A modification of the Beavers-Joseph condition for arbitrary flows to the fluid-porous interface

TL;DR

This paper introduces a modified Beavers-Joseph condition suitable for arbitrary flow directions at fluid-porous interfaces, with computed effective parameters and an efficient numerical algorithm for parameter optimization.

Contribution

It reformulates the Beavers-Joseph condition for arbitrary flows, derives effective coefficients via homogenization, and proposes a two-level numerical algorithm for parameter optimization.

Findings

The modified Beavers-Joseph condition applies to arbitrary flow directions.

Effective coefficients are computed using homogenization with boundary layers.

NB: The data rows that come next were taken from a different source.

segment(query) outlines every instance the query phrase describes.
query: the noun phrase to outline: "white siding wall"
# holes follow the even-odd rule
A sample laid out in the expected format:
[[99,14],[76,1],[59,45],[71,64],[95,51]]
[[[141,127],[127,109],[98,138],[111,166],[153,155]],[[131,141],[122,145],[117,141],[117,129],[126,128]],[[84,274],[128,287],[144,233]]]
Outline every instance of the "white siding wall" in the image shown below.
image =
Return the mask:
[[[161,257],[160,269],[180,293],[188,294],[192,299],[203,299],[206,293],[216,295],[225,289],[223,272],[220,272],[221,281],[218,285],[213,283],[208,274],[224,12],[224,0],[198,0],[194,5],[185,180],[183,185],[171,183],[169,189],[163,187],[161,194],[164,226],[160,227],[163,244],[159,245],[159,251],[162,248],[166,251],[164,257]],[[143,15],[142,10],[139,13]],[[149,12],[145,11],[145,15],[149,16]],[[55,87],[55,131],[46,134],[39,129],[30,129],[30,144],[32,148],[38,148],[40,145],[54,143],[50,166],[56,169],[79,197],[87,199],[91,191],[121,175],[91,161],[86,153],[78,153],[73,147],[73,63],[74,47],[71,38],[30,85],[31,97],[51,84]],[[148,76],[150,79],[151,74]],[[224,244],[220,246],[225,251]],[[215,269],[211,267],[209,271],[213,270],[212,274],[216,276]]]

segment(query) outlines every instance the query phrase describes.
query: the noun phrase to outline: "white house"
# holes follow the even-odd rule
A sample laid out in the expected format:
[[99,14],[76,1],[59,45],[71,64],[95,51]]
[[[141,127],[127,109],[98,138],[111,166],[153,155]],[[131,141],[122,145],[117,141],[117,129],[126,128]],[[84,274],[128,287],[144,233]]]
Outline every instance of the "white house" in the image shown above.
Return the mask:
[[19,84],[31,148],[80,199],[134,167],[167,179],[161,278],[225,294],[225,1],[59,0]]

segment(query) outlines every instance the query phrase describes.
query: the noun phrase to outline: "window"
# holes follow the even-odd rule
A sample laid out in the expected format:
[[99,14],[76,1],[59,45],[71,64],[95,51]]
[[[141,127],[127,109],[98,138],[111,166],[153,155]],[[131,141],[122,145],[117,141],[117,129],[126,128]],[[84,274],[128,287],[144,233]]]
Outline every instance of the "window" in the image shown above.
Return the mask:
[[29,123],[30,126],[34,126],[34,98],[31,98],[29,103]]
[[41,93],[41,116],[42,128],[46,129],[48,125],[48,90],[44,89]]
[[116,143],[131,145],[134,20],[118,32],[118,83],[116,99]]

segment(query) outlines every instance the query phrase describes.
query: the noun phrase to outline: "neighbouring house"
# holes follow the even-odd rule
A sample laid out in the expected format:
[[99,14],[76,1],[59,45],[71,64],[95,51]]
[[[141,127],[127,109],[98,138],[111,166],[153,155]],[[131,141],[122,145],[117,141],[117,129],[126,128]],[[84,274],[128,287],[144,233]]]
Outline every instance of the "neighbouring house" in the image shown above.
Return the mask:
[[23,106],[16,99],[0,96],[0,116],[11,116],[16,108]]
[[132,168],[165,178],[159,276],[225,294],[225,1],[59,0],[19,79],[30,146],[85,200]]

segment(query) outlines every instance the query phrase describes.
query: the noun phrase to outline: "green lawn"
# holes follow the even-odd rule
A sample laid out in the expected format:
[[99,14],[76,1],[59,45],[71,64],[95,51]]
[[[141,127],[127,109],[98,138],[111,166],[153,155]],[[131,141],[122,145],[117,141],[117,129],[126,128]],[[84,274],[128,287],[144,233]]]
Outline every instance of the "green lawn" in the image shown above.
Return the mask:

An efficient numerical algorithm based on simulated annealing optimizes the slip parameter.

Abstract

Physically consistent coupling conditions at the fluid-porous interface with correctly determined effective parameters are necessary for accurate modeling and simulation of various applications. To describe single-fluid-phase flows in coupled free-flow and porous-medium systems, the Stokes/Darcy equations are typically used together with the conservation of mass across the interface, the balance of normal forces and the Beavers-Joseph condition on the tangential velocity. The latter condition is suitable for flows parallel to the interface but not applicable for arbitrary flow directions. Moreover, the value of the Beavers-Joseph slip coefficient is uncertain. In the literature, it is routinely set equal to one that is not correct for many applications, even if the flow is parallel to the porous layer. In this paper, we reformulate the generalized interface condition on the tangential velocity component, recently developed for arbitrary flows in Stokes/Darcy systems, such that it has the same analytical form as the Beavers-Joseph condition. We compute the effective coefficients appearing in this modified condition using theory of homogenization with boundary layers. We demonstrate that the modified Beavers-Joseph condition is applicable for arbitrary flow directions to the fluid-porous interface. In addition, we propose an efficient two-level numerical algorithm based on simulated annealing to compute the optimal Beavers-Joseph parameter.